Opinión

De la promesa a la nostalgia. Cuatro años del 1-0

"Espero que una nueva energía permita superar el eterno antagonismo entre ‘orden’ y ‘aventura'", escribe el profesor Ignasi Gozalo Salellas.

Los líderes catalanes encarcelados posan frente a la prisión Lledoners después del indulto concedido por el Gobierno de España. REUTERS / ALBERT GEA

Nos acercamos a los cuatro años del 1-0 de 2017, día fundacional para el movimiento independentista catalán y, también, fecha sintomática para la historia reciente de España. Y lo cierto es que poco queda de esa pulsión colectiva desafiante. Catalunya vive hoy inmersa en una espesa neblina que dificulta proseguir el proyecto prometeico de la independencia. Mientras Madrid avanza a toda máquina, de forma casi arrogante, Catalunya bosteza entre la ensoñación y la nostalgia. A día de hoy, está más cerca Madrid de la independencia que Catalunya. ¿Qué ha llevado a ese proyecto de gran calado entre la sociedad a este escenario de abatimiento y de atomización estratégica? No hay respuestas claras, y menos aún soluciones, pero apuntaré algunos elementos a considerar de lo sucedido en los últimos años en esta relación de incesante tensión entre las instituciones del Estado y las catalanas.

Estrategias: de proyecto destituyente a implosión

Ya ha pasado una década desde que arrancara el movimiento soberanista catalán, y estamos en disposición de afirmar que fue la última disputa del sentido de lo que es la soberanía nacional tal y como se describe en la Carta Magna de 1978. Catalunya subrayó las contradicciones de un régimen consensual que, durante más de cuarenta años, funcionó como una imperfecta verdad.
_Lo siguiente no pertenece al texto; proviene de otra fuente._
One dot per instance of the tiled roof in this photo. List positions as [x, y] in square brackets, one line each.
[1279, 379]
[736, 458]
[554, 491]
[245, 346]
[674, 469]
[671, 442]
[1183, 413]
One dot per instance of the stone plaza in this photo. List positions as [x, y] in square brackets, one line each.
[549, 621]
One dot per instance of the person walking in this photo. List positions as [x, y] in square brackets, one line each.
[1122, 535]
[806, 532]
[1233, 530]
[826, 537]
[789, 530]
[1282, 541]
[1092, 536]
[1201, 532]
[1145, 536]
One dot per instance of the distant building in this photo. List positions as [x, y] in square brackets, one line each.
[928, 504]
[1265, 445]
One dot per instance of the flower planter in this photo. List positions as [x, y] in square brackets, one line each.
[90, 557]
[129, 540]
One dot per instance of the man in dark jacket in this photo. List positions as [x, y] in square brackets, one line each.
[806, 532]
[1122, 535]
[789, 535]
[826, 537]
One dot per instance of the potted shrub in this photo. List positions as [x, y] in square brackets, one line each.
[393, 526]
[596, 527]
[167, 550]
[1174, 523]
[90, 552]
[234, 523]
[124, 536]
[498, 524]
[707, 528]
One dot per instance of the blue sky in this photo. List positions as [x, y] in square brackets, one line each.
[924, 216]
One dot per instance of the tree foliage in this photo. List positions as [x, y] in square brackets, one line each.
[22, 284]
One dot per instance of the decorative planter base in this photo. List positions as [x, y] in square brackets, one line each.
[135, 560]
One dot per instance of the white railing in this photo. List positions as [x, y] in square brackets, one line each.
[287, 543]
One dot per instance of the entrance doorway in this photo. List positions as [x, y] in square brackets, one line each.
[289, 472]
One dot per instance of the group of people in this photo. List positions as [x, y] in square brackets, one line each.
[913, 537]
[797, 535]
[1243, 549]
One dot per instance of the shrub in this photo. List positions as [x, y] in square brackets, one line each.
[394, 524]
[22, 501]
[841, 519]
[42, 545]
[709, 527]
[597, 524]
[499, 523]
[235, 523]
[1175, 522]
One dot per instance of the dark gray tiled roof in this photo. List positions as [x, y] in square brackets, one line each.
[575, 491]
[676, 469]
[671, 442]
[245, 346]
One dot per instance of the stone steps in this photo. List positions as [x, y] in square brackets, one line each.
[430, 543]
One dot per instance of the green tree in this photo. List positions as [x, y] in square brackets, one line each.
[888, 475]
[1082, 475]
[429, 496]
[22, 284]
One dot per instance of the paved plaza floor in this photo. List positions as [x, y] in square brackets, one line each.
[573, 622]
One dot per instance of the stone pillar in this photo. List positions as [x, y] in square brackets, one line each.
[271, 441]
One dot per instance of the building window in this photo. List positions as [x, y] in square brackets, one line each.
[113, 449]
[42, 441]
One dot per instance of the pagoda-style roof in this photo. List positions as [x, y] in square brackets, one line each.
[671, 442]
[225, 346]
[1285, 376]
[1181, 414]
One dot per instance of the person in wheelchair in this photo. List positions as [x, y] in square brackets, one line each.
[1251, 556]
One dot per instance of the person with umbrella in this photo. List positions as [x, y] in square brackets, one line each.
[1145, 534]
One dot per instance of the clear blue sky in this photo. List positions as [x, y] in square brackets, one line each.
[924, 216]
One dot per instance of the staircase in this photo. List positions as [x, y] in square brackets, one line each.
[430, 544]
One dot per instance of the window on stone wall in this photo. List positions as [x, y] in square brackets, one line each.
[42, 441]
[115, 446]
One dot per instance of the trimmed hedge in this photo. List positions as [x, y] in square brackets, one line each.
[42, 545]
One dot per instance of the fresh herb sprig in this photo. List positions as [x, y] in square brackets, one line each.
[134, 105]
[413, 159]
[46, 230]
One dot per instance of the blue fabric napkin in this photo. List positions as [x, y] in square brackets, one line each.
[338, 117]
En concreto, el Procés actualizó algunas preguntas sobre la soberanía de la nación: ¿la gente o el rey? ¿La voluntad popular o una Constitución intocable? Luego vino el 15-M, y se cruzaron ambos movimientos. Pero en el segundo caso, lo que queda de esa disputa es una toma a ratos esquizofrénica del poder –pensemos en Podemos en el Gobierno central o los nuevos municipalismos–. El rol del movimiento independentista fue el de disputar la soberanía parlamentaria y ofrecer un proyecto de soberanía popular destituyente, aunque de forma un poco difusa: “derecho a decidir”, se decía, como esa potestas romana en manos del pueblo. Esta se oponía a la supuesta auctoritas en manos de un Estado de derecho poderoso y concentrada en figuras decisionistas como el rey, los jueces o el poder policial. Lo cierto es que el modelo español se basa en un ‘derecho constituido’, mientras que el proceso catalán fue concebido como un proyecto de confrontación basado en la idea de proceso constituyente, en vez de destituyente. Su deseo de constituirse en poder (primero con el referéndum, luego con un estatuto y, finalmente, con una nueva constitución) no tuvo la aceptación internacional que sí tuvo la resistencia pacífica del 1-0, por ejemplo. 

El Estado ha virado de estrategia y, por ello, junto a las consecuencias de las causas penales, el movimiento independentista ha perdido su potencial destituyente. Hoy, el sujeto político Estado español es algo mutante. Los sectores más conservadores españoles alertan de que España no sabe qué quiere ser, pero no reparan con que tal vez eso sea hoy una virtud, al menos con respecto al conflicto catalán. 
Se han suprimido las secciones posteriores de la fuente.